Tom Chatfield’s short essay, “The attention economy,” raises an interesting question: why do we think of attention as a resource?

For all the sophistication of a world in which most of our waking hours are spent consuming or interacting with media, we have scarcely advanced in our understanding of what attention means. What are we actually talking about when we base both business and mental models on a ‘resource’ that, to all intents and purposes, is fabricated from scratch every time a new way of measuring it comes along?

For the ancients, Chatfield notes, attention wasn’t a resource; it was a relationship.

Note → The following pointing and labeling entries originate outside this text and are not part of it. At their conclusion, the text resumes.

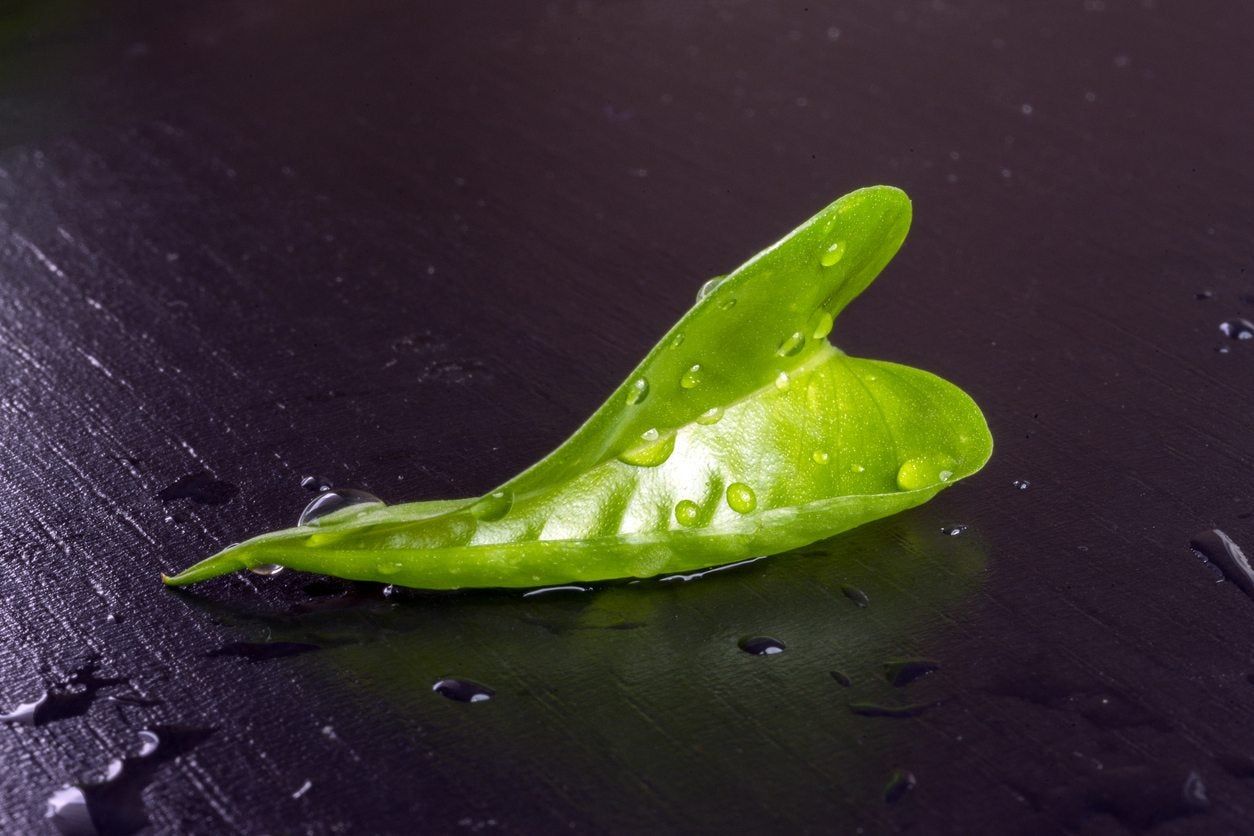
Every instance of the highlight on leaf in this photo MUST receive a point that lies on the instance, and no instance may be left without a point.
(742, 433)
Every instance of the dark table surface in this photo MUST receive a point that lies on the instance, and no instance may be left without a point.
(410, 247)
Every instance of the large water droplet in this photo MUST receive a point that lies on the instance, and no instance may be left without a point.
(741, 498)
(687, 513)
(709, 287)
(902, 672)
(833, 253)
(1220, 552)
(637, 391)
(656, 449)
(820, 323)
(923, 471)
(710, 416)
(1238, 329)
(463, 689)
(332, 501)
(691, 379)
(791, 345)
(493, 506)
(761, 646)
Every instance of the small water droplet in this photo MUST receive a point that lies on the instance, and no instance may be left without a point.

For the ancient Greeks and Romans, this wooing [i.e., getting other’s attention] was a sufficiently fine art in itself to be the central focus of education. As the manual on classical rhetoric Rhetorica ad Herennium put it 2,100 years ago: ‘We wish to have our hearer receptive, well-disposed, and attentive (docilem, benivolum, attentum).’ To be civilised was to speak persuasively about the things that mattered: law and custom, loyalty and justice.

In this understanding, there is no such thing as “attention” as something that exists outside a relationship. It’s not like energy, or a pint of blood: it only exists between the person giving their attention, and the person trying to hold it. Indeed, Chatfield points out,

In Latin, the verb attendere — from which our word ‘attention’ derives — literally means to stretch towards. A compound of ad (‘towards’) and tendere (‘to stretch’), it invokes an archetypal image: one person bending towards another in order to attend to them, both physically and mentally.

I think there’s still some value in the attention-as-resource model, if only because we can demonstrate that humans have only a certain amount of attention they can “pay” in a day; in that respect, it’s like self-discipline or decision-making. But the notion that it can be treated as essentially interchangeable with coal or wind, does bear some rethinking.